Photo Credit: @tpain Instagram

It’s been almost six years since “Rappa Ternt Sanga” T-Pain has released a complete body of new work. Since he burst onto the scene with a (once) unique mechanism, many artists have muscled their way into his own lane. T-Pain isn’t an artist who fits in. His entire rise was based on how unique his sound was compared to the climate. There was a period of time between 2005 and 2011 where Pain could do no wrong. But after Jay-Z delivered, “D.O.A.,” nothing was quite the same. The aftermath was a slow decline for someone previously thought to be musically immortal. Even post-D.O.A., a whole new generation of artists have blurred the lines between rap and R&B and others, such as Ty Dolla $ign and Travis Scott, have seemed to pick up the Auto-Tuned torch in his absence.


But, the modern-day godfather of the rhythm-and-blues voice enhancement is back.
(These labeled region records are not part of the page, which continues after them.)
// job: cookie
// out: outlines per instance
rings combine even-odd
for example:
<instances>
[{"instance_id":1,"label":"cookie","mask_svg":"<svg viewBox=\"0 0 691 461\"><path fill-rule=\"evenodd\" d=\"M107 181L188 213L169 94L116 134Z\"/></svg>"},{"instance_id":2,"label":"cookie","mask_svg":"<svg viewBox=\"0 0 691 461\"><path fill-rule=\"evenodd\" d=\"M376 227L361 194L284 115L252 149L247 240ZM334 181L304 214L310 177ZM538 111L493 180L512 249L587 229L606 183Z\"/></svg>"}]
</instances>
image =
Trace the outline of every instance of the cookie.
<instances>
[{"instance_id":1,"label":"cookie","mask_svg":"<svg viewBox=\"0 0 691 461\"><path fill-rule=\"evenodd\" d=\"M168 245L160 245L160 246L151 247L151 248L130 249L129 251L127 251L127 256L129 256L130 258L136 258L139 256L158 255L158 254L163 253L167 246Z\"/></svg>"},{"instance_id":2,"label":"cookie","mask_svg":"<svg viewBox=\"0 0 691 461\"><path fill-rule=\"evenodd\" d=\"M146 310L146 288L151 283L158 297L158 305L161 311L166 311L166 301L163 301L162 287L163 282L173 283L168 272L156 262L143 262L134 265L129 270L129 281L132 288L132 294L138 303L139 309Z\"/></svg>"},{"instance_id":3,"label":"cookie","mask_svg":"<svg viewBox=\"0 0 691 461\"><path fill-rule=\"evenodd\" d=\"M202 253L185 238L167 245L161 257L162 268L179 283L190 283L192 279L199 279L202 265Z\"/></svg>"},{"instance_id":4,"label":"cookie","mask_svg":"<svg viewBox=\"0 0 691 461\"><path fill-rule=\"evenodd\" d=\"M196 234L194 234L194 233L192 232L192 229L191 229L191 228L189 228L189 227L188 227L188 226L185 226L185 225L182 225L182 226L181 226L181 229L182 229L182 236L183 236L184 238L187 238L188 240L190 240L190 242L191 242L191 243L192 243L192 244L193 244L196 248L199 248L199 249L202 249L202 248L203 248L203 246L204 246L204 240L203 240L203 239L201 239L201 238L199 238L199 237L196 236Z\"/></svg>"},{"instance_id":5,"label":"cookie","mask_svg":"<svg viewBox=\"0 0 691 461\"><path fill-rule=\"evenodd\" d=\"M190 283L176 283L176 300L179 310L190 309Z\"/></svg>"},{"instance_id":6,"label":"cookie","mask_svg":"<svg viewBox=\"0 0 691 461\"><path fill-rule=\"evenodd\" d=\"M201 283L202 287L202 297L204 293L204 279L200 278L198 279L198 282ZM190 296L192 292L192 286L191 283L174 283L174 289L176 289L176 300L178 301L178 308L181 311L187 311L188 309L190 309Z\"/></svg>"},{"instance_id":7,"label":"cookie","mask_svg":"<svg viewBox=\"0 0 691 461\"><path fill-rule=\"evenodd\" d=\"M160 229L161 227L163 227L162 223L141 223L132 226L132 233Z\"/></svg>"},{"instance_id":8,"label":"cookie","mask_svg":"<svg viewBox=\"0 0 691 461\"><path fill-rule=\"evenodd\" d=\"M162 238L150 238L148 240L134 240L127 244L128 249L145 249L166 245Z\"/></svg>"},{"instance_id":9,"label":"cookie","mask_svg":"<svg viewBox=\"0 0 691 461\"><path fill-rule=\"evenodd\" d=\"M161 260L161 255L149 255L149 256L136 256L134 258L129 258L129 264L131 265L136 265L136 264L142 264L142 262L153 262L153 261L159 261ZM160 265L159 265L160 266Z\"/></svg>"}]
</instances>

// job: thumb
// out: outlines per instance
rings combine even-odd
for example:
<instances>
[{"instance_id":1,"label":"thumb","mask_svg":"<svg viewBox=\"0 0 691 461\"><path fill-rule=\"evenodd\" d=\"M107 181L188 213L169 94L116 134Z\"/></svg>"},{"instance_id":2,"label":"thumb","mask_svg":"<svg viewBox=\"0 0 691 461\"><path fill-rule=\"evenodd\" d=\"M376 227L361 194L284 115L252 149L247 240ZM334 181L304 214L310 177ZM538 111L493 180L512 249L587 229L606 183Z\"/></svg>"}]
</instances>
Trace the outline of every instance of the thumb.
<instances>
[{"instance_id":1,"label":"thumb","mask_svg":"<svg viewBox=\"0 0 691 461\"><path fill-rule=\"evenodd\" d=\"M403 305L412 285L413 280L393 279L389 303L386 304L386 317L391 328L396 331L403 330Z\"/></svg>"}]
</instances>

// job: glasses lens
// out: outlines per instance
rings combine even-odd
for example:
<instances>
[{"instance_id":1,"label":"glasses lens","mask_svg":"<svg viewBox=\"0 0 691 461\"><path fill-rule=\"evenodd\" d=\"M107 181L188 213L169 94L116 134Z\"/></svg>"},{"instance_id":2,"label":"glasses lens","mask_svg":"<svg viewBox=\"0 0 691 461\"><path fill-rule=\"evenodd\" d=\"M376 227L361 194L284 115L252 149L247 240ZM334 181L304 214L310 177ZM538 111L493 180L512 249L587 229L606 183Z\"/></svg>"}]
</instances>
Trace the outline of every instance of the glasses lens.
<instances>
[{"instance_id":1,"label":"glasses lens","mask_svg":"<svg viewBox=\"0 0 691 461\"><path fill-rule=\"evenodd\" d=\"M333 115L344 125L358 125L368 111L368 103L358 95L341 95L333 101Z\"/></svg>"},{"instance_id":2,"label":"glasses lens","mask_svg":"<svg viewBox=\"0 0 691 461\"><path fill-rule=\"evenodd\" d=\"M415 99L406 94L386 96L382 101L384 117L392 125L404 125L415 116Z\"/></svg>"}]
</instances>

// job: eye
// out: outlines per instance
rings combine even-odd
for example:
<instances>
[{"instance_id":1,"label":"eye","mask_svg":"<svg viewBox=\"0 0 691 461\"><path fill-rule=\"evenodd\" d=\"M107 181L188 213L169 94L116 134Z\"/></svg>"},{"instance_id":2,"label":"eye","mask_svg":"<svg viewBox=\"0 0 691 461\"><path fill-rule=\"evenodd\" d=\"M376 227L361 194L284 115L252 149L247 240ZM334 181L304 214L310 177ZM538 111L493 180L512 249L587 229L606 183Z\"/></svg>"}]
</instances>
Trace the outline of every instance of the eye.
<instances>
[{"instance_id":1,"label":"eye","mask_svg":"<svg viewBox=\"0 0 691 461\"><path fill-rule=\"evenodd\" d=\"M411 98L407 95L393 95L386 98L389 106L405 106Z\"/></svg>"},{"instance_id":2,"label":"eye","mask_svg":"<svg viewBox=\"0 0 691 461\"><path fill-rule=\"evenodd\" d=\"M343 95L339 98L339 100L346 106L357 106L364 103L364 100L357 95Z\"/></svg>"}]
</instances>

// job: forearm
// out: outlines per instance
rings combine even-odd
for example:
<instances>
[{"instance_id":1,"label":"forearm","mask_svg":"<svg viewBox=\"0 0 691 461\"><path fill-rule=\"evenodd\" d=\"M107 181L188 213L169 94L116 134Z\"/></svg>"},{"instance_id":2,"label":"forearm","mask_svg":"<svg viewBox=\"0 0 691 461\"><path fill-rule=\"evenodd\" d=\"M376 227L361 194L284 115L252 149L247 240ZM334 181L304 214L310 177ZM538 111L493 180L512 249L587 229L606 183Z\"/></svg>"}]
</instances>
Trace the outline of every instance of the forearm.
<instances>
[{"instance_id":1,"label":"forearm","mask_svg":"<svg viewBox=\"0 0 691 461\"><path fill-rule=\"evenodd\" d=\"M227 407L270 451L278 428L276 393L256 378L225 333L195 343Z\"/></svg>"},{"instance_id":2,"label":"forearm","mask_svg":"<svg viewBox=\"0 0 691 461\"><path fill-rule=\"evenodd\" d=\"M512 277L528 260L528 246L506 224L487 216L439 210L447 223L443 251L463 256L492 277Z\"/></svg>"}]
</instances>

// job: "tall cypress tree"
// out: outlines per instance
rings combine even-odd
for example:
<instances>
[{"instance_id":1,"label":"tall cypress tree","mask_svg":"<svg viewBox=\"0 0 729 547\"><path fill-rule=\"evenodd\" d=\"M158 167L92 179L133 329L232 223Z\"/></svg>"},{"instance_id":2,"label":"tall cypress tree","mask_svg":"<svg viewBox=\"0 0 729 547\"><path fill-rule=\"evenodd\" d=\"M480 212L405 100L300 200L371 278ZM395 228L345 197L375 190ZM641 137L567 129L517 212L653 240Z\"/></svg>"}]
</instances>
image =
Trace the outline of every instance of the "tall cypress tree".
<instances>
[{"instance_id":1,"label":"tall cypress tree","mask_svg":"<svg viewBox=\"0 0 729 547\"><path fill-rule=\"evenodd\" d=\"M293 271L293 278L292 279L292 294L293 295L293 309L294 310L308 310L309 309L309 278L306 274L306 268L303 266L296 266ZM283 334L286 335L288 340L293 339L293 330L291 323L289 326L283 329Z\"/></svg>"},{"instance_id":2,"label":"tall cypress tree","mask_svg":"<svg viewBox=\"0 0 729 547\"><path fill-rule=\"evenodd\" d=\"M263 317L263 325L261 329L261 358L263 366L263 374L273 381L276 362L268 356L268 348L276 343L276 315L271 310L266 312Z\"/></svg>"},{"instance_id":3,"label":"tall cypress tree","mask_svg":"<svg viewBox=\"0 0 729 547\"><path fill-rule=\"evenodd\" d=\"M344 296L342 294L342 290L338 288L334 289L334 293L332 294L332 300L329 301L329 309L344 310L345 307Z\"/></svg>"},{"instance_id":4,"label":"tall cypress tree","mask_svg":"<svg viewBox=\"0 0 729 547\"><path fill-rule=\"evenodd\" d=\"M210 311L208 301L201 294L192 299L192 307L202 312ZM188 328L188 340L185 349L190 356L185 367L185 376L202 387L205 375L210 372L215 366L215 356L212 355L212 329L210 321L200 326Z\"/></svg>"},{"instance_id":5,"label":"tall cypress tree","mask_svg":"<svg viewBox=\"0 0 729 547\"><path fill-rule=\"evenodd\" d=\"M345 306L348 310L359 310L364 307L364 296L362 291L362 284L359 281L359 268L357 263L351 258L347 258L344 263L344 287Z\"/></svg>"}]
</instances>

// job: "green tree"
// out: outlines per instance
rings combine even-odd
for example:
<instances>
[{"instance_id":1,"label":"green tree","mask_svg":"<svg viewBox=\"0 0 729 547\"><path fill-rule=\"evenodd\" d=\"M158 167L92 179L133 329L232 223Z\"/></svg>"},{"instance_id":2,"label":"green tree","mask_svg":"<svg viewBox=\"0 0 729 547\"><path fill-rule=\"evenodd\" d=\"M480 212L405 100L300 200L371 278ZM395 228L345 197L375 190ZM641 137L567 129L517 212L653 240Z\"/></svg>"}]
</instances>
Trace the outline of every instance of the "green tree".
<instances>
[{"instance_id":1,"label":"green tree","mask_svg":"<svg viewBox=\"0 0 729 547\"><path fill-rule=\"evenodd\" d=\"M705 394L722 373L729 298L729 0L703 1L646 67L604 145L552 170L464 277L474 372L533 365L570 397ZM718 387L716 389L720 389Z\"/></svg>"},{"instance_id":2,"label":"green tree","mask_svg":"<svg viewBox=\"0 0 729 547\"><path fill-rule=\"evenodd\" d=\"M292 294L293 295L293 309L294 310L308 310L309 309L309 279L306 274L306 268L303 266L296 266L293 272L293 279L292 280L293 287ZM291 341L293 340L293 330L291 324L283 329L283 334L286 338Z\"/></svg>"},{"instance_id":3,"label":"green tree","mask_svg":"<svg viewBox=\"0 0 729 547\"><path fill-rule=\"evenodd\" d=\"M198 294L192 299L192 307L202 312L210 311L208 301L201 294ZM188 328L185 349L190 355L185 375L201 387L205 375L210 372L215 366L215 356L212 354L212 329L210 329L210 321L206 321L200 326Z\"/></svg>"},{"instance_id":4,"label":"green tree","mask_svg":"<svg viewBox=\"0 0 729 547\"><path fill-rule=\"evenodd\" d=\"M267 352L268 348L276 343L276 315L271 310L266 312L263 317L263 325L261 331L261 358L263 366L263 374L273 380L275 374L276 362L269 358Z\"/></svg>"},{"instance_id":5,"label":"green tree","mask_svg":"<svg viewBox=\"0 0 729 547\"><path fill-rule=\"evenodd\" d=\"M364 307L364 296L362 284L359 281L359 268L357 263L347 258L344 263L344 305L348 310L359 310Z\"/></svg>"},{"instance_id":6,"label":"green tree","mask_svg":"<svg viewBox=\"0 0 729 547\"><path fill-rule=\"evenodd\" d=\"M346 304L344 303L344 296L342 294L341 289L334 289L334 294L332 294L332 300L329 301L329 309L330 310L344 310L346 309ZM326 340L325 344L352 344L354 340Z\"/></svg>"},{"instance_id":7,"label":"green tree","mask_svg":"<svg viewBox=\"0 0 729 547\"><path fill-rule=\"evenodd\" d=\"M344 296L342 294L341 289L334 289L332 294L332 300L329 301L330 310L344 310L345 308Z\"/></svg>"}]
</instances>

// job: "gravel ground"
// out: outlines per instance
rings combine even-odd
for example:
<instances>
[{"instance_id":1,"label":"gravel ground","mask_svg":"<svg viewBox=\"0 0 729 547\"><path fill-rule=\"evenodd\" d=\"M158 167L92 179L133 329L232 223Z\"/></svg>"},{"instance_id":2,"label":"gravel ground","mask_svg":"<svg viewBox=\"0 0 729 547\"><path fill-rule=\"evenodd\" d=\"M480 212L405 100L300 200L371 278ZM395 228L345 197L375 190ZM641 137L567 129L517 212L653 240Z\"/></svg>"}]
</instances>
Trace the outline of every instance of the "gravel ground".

2017 has been a gradual reintroduction for T-Pain, and it has all led up to OBLiViON, his fifth studio album and first full-length project in six years.


In the same case with his past projects, OBLiViON scores points with incredible production and quality guest features. The album includes features from Ty Dolla $ign, Ne-Yo, Chris Brown. Tiffany Evans, Mr. TalkBox, Manny G, Wale, Black Youngsta, and Roberto Cacciapaglia.

Out of the gate, he stakes his dominance on “Who Died,” which is a clear message to his detractors. “I hit Billboard with a baseball bat, hit after hit,” he raps melodically before exclaiming “these n****s tryin’ to erase all that.”

Oblivion is a good re-introduction, but it’s lengthy. 17 tracks equate to over an hour of music and far too much is fat for today’s short attention span that doesn’t capture you within the first few seconds that equate to a Vine video. Yet, often times, just hearing T-Pain rap and sing is a joyous experience. He’s always been an artist who gives you music for after the work hours are over, for when you’re with your girlfriend or texting an ex, for the strip club or the route to get a drink. The basis of his musical landscape is to romanticize the mundane. Oblivion’s best moments are when Pain is at his most comfortable or his most daring.

This album is a landmark for the second wind of his career, but what’s most important is what he does from here. T-Pain is now the master of his universe, a genius in his own right who has dominated the world once. Oblivion isn’t perfect, but it is good enough to make me believe that he can dominate once again. Fans of T-Pain will find that his fifth go-around is a quality cure for their six-year itch. One thing can be said for the rapper/singer: he never under-delivers.